- Theatrical release poster
- Directed by: Rajesh Mapuskar
- Written by: Story and screenplay: Tejaswini Pandit Dhairya Gholap Arvind Jagtap Vinayak Purushottam Mayuresh Joshi Dialogues: Arvind Jagtap Vinayak Purushottam
- Produced by: Tejaswini Pandit Warda Nadiadwala
- Starring: Dhairya Gholap; Sayli Patil;
- Cinematography: Sanjay Memane
- Edited by: Mayur Hardas Apurva Motiwale
- Music by: Ajay-Atul Kunal-Karan
- Production companies: Zee Studios Nadiadwala Grandson Entertainment Sahyadri Films
- Release date: 10 October 2024;
- Running time: 160 minutes
- Country: India
- Language: Marathi

= Yek Number (film) =

Yek Number is a Marathi-language drama film directed by Rajesh Mapuskar, starring Dhairya Gholap and Sayli Patil in the lead roles.

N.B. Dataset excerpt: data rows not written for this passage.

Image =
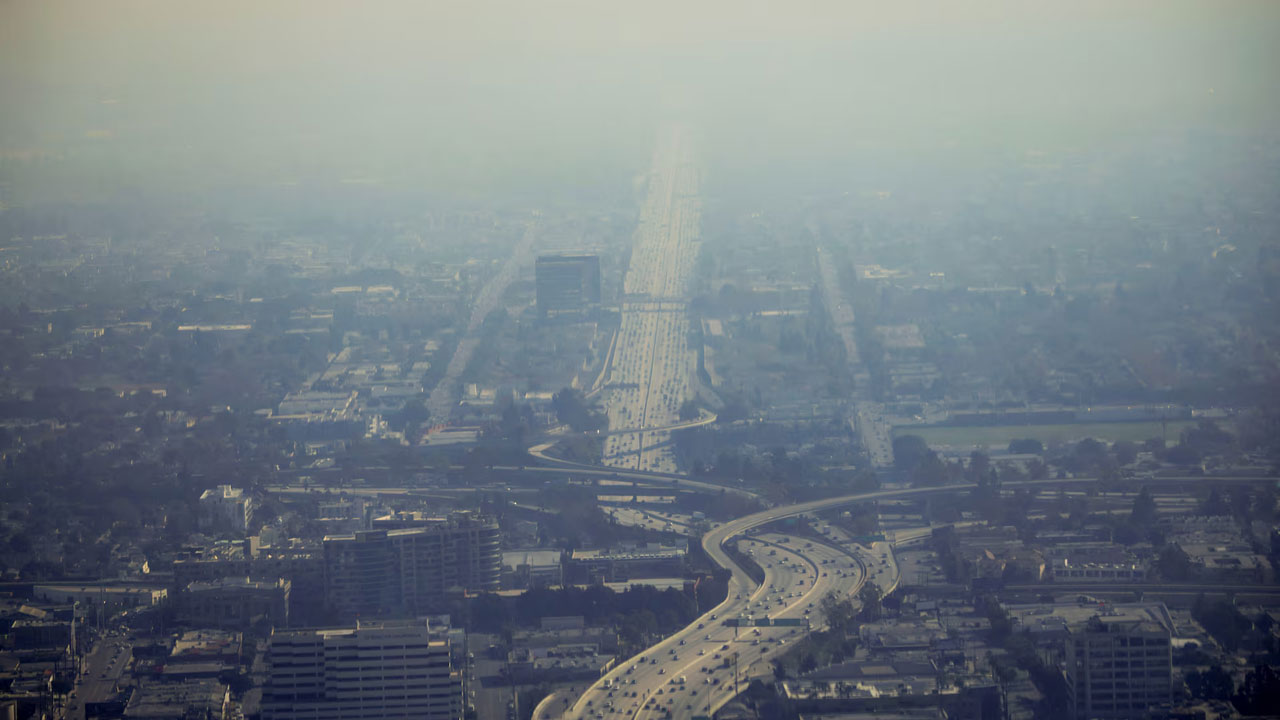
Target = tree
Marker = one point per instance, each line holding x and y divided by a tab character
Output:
908	451
1260	691
871	597
1214	683
1027	446
572	410
839	613
1173	564
929	472
689	410
1143	514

It is produced by Tejaswini Pandit and Warda Nadiadwala under the banners of Zee Studios, Nadiadwala Grandson Entertainment, and Sahyadri Films.

== Cast ==

- Dhairya Gholap as Pratap
- Sayli Patil as Pinky
- Rajesh Khera as Afiz Hamid
- Malaika Arora Special appearance in song "Majha Yek Number"

== Production ==
Tejaswini Pandit made her debut as a film producer, while politician Raj Thackeray also ventured into film production, collaborating with Nadiadwala Grandson on the project. On International Women's Day 2024, Tejaswini Pandit and Warda Nadiadwala announced the film. The film was shot in various locations across Maharashtra, including Wai, Junnar, Mumbai, and Konkan.

== Marketing ==
The film look poster unveiled on 18 August 2024. The teaser was released on YouTube on 13 September, followed by the trailer launch on 25 September. The trailer launch event was attended by the film's creators and various directors and stars from the industry. Aamir Khan was present alongside fellow filmmakers Rajkumar Hirani, Ashutosh Gowariker, and Sajid Nadiadwala, as well as the film's producer, politician Raj Thackeray.

== Release ==
The film was theatrically released on 10 October 2024 in Maharashtra, coinciding Dasara.

==Soundtrack==

Track listing
| No. | Title | Lyrics | Music | Singer(s) | Length |
|---|---|---|---|---|---|
| 1. | "Majha Yek Number - Title Track" | Ajay-Atul | Ajay-Atul | Jonita Gandhi | 4:14 |
| 2. | "Jahir Jhalay Jagala" | Guru Thakur | Ajay-Atul | Ajay Gogavale Shreya Ghoshal | 5:14 |
| 3. | "Tu Abhaal" | Kunal-Karan | Kunal-Karan | Javed Ali Ravindra Khomne | 7:56 |
| 4. | "Toll Naka" | Vinayak Purushottam | Kunal-karan | Kunal-karan | 2:41 |
| Total length: |  |  |  |  | 20:05 |

== Reception ==
Jaydeep Pathakji of The Times of India rated 3/5 stars praised the film's interesting premise and its blend of rural and urban elements. However, he feel that the first half lacks momentum. Payal Naik of Sakal rated 3/5 stars and finds Yek Number interesting but notes that the first half is slow, with the film gaining momentum in the second half through engaging twists.